Bob McQuillan February 07, 2012 at 11:48 PM
Can't comment on the city refunding, I was at a 4:30pm special meeting of the school board. Yep, 4:30 in the afternoon, it wasn't explained why it was so early but one board member "phoned in" due to his work schedule. Hats off to the board for finally spending some of the $47 million in reserves the state says they are sitting on. Strange though, their own outside financial planning consultant (that taxpayers pay for) recommended they spend $11 million out of reserves. Why did they ignore the recommendation from PMA and go with $3.2 million? The Patch article is misleading in that the $98 reduction in your tax bill is hocus- pocus. The "Average Joe" will see their taxes increase $279 over last year. Based on the levy approved in December 2011, the increase would have been @$400.00. Now you know what I mean - they are using reserves, which are actually our overpayments of property taxes for the last several years, to provide you "Mr. Average Joe" a tax reduction of $98.00 on a tax increase of @$400.00. Oh, thank you kind board, may I have another? The @$400 original tax increase/reduction to $279.00 is due to repayment of ....... you guessed it, OUR $325.6 million dollar debt. The administration provide the following yearly debt repayment schedule all in millions of dollars: 14.7, 16.8, 17.7, 19.4, 21.0, 22.0, 24.5, 24.9, 19.3, 19.3, 21.8, 19.2, 19.2 & 19.2. We currently pay @ 14.3 million a year. www.GenevaTaxFACTS.org for the real story, no hocus-pocus there.
Lou B. February 08, 2012 at 02:16 AM
The author (Mr. Nagel) of this story either does not understand the taxation issues facing the residents of Geneva, is an inarticulate writer, or purposefully spins the story to provide cover for the mistakes and excesses of Geneva 304 school board.

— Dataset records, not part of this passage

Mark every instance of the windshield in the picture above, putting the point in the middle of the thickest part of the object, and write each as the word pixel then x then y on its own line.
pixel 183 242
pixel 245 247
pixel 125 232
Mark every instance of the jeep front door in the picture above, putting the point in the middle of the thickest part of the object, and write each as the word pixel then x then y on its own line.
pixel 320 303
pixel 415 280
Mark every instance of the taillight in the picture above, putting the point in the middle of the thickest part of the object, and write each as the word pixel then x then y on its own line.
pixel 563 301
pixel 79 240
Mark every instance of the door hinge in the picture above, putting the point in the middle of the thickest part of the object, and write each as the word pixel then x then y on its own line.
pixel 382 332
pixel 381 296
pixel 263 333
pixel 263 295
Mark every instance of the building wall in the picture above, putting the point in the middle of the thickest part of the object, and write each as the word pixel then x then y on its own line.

Geneva TaxFACTS has made an effort to inform some Patch writers on these matters, but they still keep missing the point (and never attend board meetings). In your next tax bill you will see a sizable tax INCREASE due to school district bonds, not a reduction. The only reduction is a "reduction of the increase" and that is because the school district 304 has 40+ million in reserve from prior years overtaxation. Current school board members and District 304 administration tax Geneva citizens to the maximum allowable by law every year, even in the face of dire economic times, and declining enrollment. We're lucky to have informed citizens such as Mr. McQuillan and TaxFACTS to shine a light on how Geneva taxing bodies operate. Sorry, but at the current time, I can't recommend the Geneva Patch as a source of reliable information on the same matters.

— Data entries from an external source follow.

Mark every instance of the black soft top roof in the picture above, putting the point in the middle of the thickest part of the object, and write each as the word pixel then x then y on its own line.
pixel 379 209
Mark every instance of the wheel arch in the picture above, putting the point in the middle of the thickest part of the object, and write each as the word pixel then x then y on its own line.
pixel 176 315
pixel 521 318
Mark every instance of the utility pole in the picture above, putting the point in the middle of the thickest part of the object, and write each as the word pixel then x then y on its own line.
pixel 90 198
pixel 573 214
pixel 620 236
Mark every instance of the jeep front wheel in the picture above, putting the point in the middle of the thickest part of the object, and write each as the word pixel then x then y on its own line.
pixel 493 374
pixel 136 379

Lou B. February 08, 2012 at 02:50 AM
"two units of local government take action Monday to reduce debt" On additional comment if I can. The school board took NO action to "reduce debt."

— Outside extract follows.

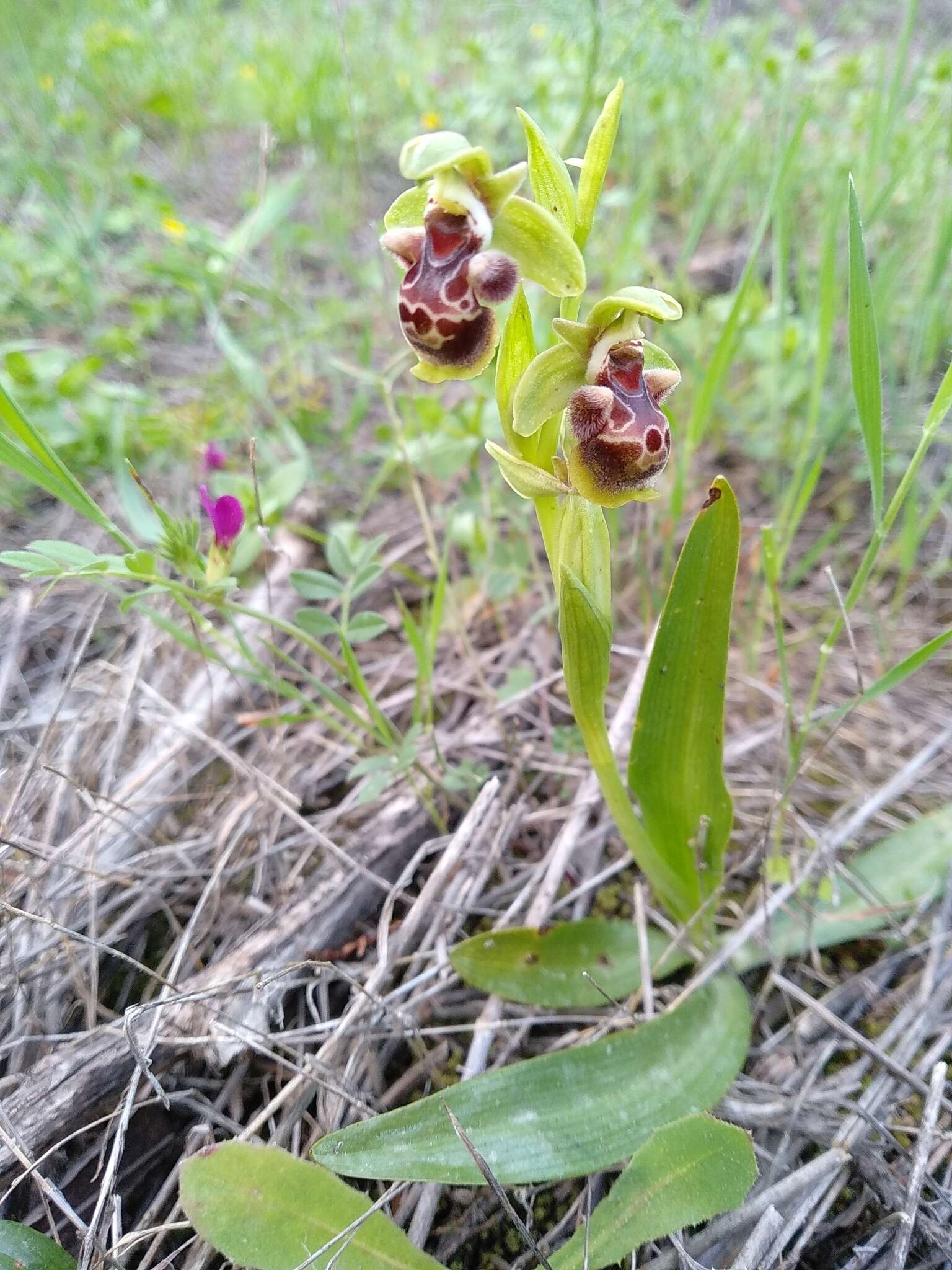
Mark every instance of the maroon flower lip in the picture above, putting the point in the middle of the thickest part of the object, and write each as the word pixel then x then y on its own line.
pixel 447 287
pixel 624 438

Rick Anderson February 08, 2012 at 05:26 PM
So the extra $400 I am supposed to come up with to pay property taxes is going to be reduced by $98. Is that a just cause for a celebration?
Martina Natoma February 08, 2012 at 06:11 PM
Mr. Anderson, I believe your taxes will raise even more than that. The liability to pay off the schools bonds are not part of the School District 304 tax charges apparently, and from what I see on www.genevataxfacts.org, that tax payment will be increasing astronomically over the next 5-10 years. No wonder the school board president resigned - too bad others don't follow his lead.